The United Supreme Court ruled Wednesday that police usually
must try to obtain a search warrant from a judge before ordering blood
tests for DUI suspects. The case is Missouri v. McNeely, 11-1425.
The justices sided with a Missouri man who was subjected to a blood test
without a warrant and found to have nearly twice the legal limit of alcohol in his blood. Justice Sonia Sotomayor wrote for the court that the natural dissipation
of alcohol in the blood is generally not sufficient reason to jettison
the requirement that police get a judge's approval before drawing a
blood sample.
Missouri and the Obama administration were asking the court to endorse a
blanket rule that would have allowed the tests without a warrant.
In the opinion, the court briefly touched upon the availability of breath testing equipment as an alternative to blood testing. However, as we at the Morgan Defense Firm have argued, breath testing is inaccurate. In response to a Dauphin County Court of Common Pleas decision resulting from a case brought by our colleagues in the Defense Bar, the Pennsylvania State Police have stopped using breath testing devices. Moreover, the Pennsylvania appellate courts have consistently held that a defendant need not be offered a choice of test, nor does the defendant's fear of needles constitute a valid reason to refuse testing.
You need not worry about the forcible removal of blood, but the coercive affect of the implied consent law requires you to submit to blood testing in lieu of higher penalties and an automatic license suspension.
I am often asked if one should submit to blood testing. My response is "yes."
First, the Pennsylvania DUI law treats a refusal the same as the DUI-highest rate of alcohol. If you have only had a couple of beers, you may receive a lesser punishment. If you have had more than a few, the punishment will be the same.

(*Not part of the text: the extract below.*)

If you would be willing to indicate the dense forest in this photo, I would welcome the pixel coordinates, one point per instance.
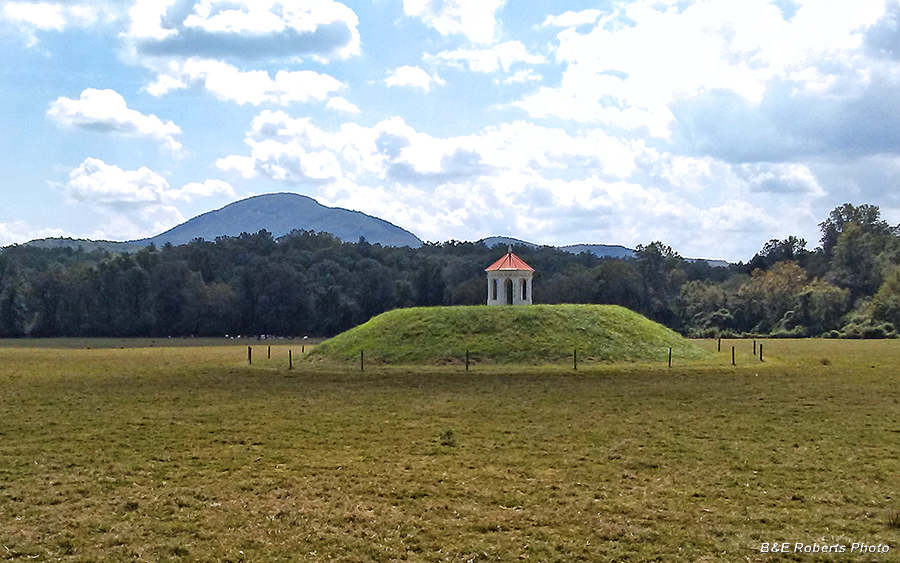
(313, 284)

Second, the automatic license suspension for refusal of a blood draw is consecutive to any suspension you receive for the DUI. In other words, you are looking at a minimum of 24 months of suspension. During a DUI-related suspension, the mere act of driving a vehicle (even without alcohol in your system) will result in a 60 day jail sentence.
Third, a refusal may make you ineligible for participation in the ARD program.
Fourth, and most importantly, our firm finds your BAC to relevant, but not the most important factor in fighting your case. Unlike other attorneys, we examine every aspect of your case beginning with the reason for the stop. As a result, we have achieved many successful DUI Defense outcomes including dismissal of charges when a persons BAC far exceeded .16%.
In one notable case, our client refused testing. We beat the charge only to have him pick up another DUI charge where the reason for the stop was based solely on his status as a suspended driver.
If you are asking yourself "Should I give a blood sample in a DUI Case?" the answer is yes.